IMPORTANT: Posts in English only. I don't have a translator and I'll be unable to understand your message properly and will probably delete it.
SEARCH: Use the search option to see if your question has been answered on the forum before now or if there is an answer in the documentation of your software.
PRIORITY SUPPORT: If you have purchased a commercial version of any software, using the contact option at the licence centre ensures a faster response.
AUTO DELETION: Accounts older than 5 days, with no posts or topics, are automatically deleted. Only register if you are thinking of posting.
LINKS: Any links posted are not clickable and must be copied / pasted into your browser address bar.

You are not logged in.

#1 y3000 11-07-2018 09:19:01

I wondered why all of our supporters where suddenly admins. Then I noticed that when I edit staff logged in as Master-Admin (ID 1) everything is fine but when I'm logged in with my personal account (marked as admin) the supporters were set to admin when I edited them:

To solve this problem I edited the following files (@Maian: Maybe you can fix this for the next update);

/admin/templates/system/team/team.php
Replace the following line

<input type="hidden" name="admin" value="yes">

with

<input type="hidden" name="admin" value="<?php if (isset($EDIT->admin) && ($EDIT->admin=='yes' || $EDIT->id=='1')) {echo "yes";} else {echo "no";};?>">

/admin/control/classes/class.users.php // update()
Replace the following block

    if ($user != '1') {
      $isAdminUser = (isset($_POST['admin']) ? 'yes' : 'no');
    } else {
      switch($_POST['update']) {
        case 1:
          $isAdminUser = 'yes';
          break;
        default:
          if (isset($_POST['admin'])) {
            $isAdminUser = 'yes';
            $editperms = serialize(array('ticket','reply'));
          }
          break;
      }

with

    if ($_POST['update'] == '1') {
      $isAdminUser = 'yes';
    } else {
	  if (isset($_POST['admin'])) {
		$isAdminUser = $_POST['admin'];
	  }
    }

Last edited by y3000 (11-07-2018 09:19:35)
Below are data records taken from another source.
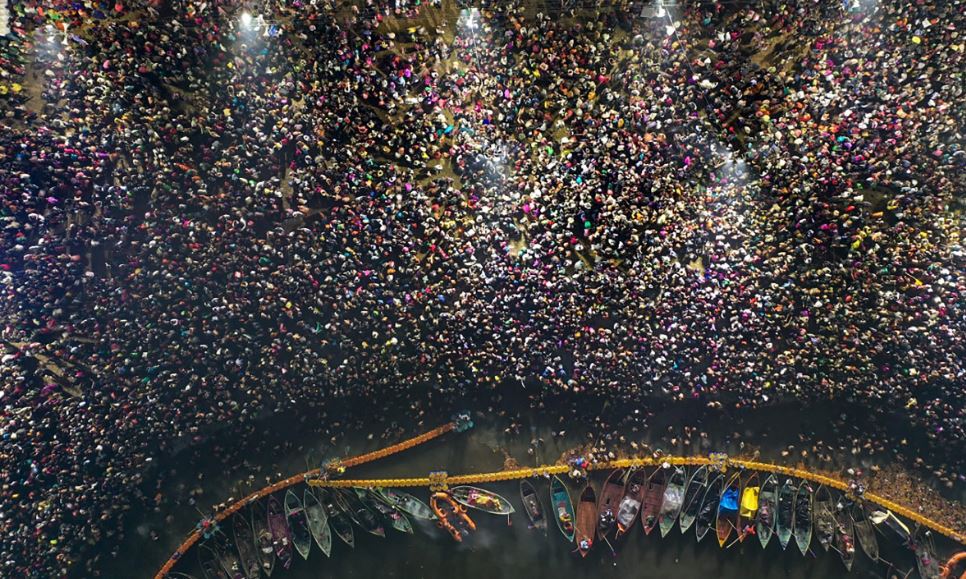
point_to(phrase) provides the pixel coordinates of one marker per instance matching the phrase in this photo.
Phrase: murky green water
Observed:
(497, 550)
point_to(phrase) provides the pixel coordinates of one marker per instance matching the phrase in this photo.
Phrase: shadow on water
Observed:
(496, 550)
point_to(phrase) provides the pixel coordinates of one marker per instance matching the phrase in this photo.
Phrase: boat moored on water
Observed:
(653, 499)
(451, 516)
(227, 557)
(786, 513)
(360, 514)
(532, 506)
(672, 501)
(339, 520)
(298, 524)
(563, 508)
(693, 495)
(318, 522)
(263, 538)
(726, 520)
(864, 532)
(705, 518)
(630, 505)
(610, 497)
(245, 544)
(844, 534)
(281, 535)
(926, 561)
(406, 503)
(802, 519)
(823, 520)
(482, 500)
(767, 511)
(586, 528)
(748, 508)
(391, 515)
(884, 519)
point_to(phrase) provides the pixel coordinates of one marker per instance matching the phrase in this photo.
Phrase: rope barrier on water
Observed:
(315, 478)
(298, 479)
(648, 461)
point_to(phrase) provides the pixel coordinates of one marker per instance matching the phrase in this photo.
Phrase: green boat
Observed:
(298, 523)
(865, 532)
(318, 522)
(406, 503)
(786, 512)
(693, 494)
(482, 500)
(767, 509)
(339, 520)
(673, 500)
(802, 522)
(823, 522)
(563, 508)
(390, 514)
#2 msworld 11-07-2018 11:49:35

I thought I had fixed this. Must have broke it again. sad

Thanks for letting me know, added to bugs to be fixed.
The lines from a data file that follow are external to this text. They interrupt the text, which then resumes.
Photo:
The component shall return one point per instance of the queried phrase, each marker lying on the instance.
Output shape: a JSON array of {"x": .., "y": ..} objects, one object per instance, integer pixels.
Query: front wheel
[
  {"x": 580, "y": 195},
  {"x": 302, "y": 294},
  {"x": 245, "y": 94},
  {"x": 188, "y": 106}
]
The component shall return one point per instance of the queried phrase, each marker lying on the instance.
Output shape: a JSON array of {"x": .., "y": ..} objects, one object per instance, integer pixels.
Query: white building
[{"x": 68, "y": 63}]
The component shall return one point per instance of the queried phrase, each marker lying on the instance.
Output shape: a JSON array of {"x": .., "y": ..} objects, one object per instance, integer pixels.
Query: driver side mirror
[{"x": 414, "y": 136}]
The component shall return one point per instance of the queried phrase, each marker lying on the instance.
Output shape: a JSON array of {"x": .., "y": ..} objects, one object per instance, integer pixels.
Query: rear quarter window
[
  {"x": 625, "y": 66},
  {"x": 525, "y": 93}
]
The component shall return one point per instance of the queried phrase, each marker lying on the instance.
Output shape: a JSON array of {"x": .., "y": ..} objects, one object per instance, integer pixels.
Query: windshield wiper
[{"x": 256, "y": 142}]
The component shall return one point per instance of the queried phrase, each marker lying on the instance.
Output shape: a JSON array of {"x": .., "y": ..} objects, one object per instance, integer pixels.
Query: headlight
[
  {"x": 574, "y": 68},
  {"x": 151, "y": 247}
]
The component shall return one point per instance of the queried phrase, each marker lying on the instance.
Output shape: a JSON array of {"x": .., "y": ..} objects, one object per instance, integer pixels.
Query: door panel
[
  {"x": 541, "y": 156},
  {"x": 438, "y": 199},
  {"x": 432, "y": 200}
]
#3 msworld 11-07-2018 11:58:21

Ok, I`ve checked, but it seems to be ok.

1. Log in as user 2, which is an admin
2. Edit user who isn`t an admin, they stay as none admin

Did I miss something?

#4 y3000 11-07-2018 12:36:08

No, that's exactly the way I did this ... and when I look at the code (e.g. in /admin/templates/system/team/team.php the admin value ist hard coded for all useres beside superadmin with ID1: <input type="hidden" name="admin" value="yes">) it can't work correctly.

I've dowloaded the script from here: https://www.maiansupport.com/zip.html. Is it possible that you tested with a newer codebase?

#5 msworld 11-07-2018 14:54:53

No, I don`t think so, should be the same. NO problem, I will run some more checks. Have tried it with 3 accounts at the moment, all work ok.

I`ll let you know if I find anything.

#6 y3000 12-07-2018 06:47:14

Strange ... But with the following code in the /admin/templates/system/team/team.php everytime when an admin-user who is not not the super-admin (ID1) edits a supporter the value for admin is "yes":

                if ($MSTEAM->id != '1' && $MSTEAM->admin == 'yes') {
                ?>
                <input type="hidden" name="admin" value="yes">
                <?php
                }

And in /admin/control/classes/class.users.php with this code, evertime when an admin-user who is not not the super-admin (ID1) edits a supporter the variable $isAdminUser is set to "yes" when $_POST['admin'] is set - but $_POST['admin'] is set in every case to "yes" as far as I can see:

    if ($user != '1') {
      $isAdminUser = (isset($_POST['admin']) ? 'yes' : 'no');
    }

I'll check with the next update if the problem still exists for us ... then I give you feedback wink

#7 msworld 12-07-2018 06:52:24

Thanks. I`ll take a look at it now. If there is a bug, I prefer to get it sorted. Will run some more tests and let you know.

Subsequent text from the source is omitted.